With a projected world population
of 9 billion by 2050, the world’s cities can expect to experience an increase
not only in size and density, but also in numbers. With more than half the of
world’s population already living in urban and semi-urban environments, and
with that percentage ever increasing, a picture is painted for the future of
the city that is at worst chaotic and dystopian, and at best… well, it’s hard
to say. The issues facing cities will continue to increase in scope and
complexity as cities grow in size and numbers.
It’s safe to say that cities must transform under the pressures of the
current and projected patterns of population growth, pollution trends,
transportation trends, global climate change, poverty, malnutrition, public
health and safety- to name a few.
Enter stage right: catchphrases like
green products (building materials, clothing, lunch boxes and other
manufactured goods), green lifestyle philosophy (living by a ‘green’ ethic),
eco-friendly, natural, organic, sustainable, etc.
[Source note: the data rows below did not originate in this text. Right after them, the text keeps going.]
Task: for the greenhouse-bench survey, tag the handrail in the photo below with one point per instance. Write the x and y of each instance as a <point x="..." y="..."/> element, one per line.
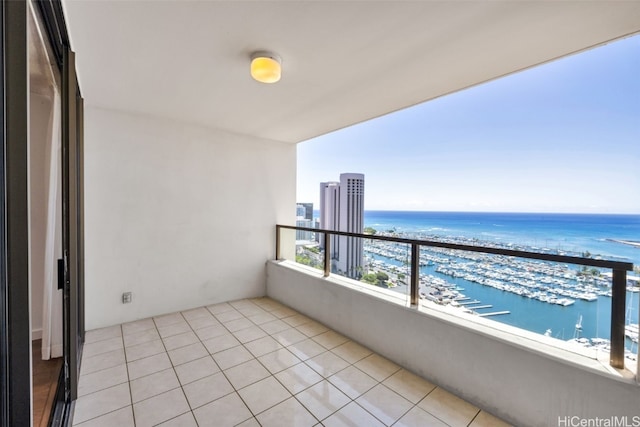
<point x="614" y="265"/>
<point x="618" y="288"/>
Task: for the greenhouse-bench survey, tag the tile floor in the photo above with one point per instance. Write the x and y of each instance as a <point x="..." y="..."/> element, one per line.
<point x="251" y="362"/>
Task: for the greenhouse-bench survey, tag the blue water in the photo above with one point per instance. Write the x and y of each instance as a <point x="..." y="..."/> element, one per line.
<point x="573" y="233"/>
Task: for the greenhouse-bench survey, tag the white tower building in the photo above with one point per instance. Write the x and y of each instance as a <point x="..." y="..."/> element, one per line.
<point x="342" y="209"/>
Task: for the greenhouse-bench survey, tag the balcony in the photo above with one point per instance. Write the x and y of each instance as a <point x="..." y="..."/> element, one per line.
<point x="321" y="349"/>
<point x="252" y="362"/>
<point x="508" y="371"/>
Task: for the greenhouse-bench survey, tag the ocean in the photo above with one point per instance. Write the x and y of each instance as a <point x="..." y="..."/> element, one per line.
<point x="573" y="234"/>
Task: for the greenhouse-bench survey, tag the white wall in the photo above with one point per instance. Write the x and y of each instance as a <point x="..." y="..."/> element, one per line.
<point x="182" y="216"/>
<point x="524" y="383"/>
<point x="41" y="108"/>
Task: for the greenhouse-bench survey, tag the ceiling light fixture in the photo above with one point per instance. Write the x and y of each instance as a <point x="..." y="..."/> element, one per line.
<point x="266" y="67"/>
The cultural, political and
lifestyle agendas surrounding environmentally ethical decisions is a hopeful
step and gives ever increasing credence to the central tenet of this movement:
we’d better take care of our environment before it takes care of us.
Perhaps one of the greatest threats to both human health and
global security is the issue of food security.
Intensively increasing our focus on Urban Agriculture is a critical step
in the right direction towards addressing this crisis, for a variety of inter-connected
and complex reasons. As it currently stands, though, there is no cohesive plan in
place on the part of the Federal Government to domestically address the issue
of basic food security for its citizens. The closest the government came to addressing
this issue was the
Community Food Security Act of 1995.
It was sponsored by Sen. Patrick
Leahy [VT], Sen. Tom Harkin [IA] and Sen. Edward Kennedy [MA] and read as
follows:
To authorize the Secretary of Agriculture to make temporary assistance
available to support community food security projects designed to meet the food
needs of low-income people, increase the self-reliance of communities in
providing for their own food needs, and promote comprehensive, inclusive, and
future-oriented solutions to local food, farm, and nutrition problems.
Unfortunately, the last major
action taken on the bill was a referral from the Senate to the Committee on
Agriculture where it was never heard from again. What the bill aimed to secure seems sensible
enough: basic nutrition and food security for low-income communities and
self-reliance for all communities.
Sadly, obtaining adequate nutrition has become increasingly difficult
for the nearly half of the world’s population.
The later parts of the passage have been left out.